In contrast to last year's FOSDEM, visitors searched in vain for a lecture series by the major distros. Instead, organizers set things on a common track: "It was exciting to find out how other projects maintain their servers," said Klaas Freitag of openSUSE. "We run our Open Build Service from a central computing center, while other distros spread their computers across the entire world." Other talks concerned themselves with the need for, and relationship with, upstream maintainers or with issues surrounding community management. In one talk, former head of Fedora Max Spevack explained to those present at "Fedora Governance" what held the project together internally.

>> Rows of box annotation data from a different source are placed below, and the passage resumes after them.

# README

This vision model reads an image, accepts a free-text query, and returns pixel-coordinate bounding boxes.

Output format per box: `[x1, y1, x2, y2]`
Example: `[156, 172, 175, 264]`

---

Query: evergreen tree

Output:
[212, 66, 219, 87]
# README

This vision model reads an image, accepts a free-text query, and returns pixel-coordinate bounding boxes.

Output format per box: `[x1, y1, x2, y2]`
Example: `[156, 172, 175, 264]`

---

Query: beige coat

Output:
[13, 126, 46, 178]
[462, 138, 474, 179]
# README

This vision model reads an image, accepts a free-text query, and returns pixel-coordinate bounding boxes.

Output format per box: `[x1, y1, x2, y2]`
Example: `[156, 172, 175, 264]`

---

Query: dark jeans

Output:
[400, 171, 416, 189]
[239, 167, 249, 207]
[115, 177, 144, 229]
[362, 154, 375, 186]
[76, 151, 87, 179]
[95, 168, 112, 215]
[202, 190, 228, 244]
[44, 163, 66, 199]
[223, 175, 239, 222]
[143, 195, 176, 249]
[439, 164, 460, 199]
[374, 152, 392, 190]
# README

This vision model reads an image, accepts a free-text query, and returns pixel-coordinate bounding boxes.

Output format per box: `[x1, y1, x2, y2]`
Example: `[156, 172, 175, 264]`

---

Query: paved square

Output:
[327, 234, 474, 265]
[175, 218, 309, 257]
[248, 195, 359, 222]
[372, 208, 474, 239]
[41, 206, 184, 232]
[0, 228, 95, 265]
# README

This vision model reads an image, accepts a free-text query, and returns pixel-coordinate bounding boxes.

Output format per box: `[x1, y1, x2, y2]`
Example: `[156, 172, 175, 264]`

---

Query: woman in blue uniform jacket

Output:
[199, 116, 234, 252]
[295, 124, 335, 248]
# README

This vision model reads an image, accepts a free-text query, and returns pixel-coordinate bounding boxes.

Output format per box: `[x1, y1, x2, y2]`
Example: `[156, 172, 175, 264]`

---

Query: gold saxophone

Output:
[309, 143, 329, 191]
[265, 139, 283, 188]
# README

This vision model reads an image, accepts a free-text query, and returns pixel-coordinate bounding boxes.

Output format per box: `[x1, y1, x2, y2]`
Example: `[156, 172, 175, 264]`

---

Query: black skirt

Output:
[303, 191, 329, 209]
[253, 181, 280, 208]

But not only the mainstream got heard. A few visitors were amazed about an operating system making a recurrence, when Olaf Buddenhagen asserted that "The Hurd lives." The Berliner worked on Hurd for his master's thesis while still in school. Likewise, KVM kernel developer and Novell worker Alexander Graf wants to reanimate openSUSE for PowerPC. Because he's employed to port the KVM Linux virtualization technology, he'd be happy to offer the distro with the Gecko to the Power platform, he told Linux Magazine Online: "If I can find a few comrades-in-arms to help me, it can be done by openSUSE 11.3. The KVM extensions for it are already completed."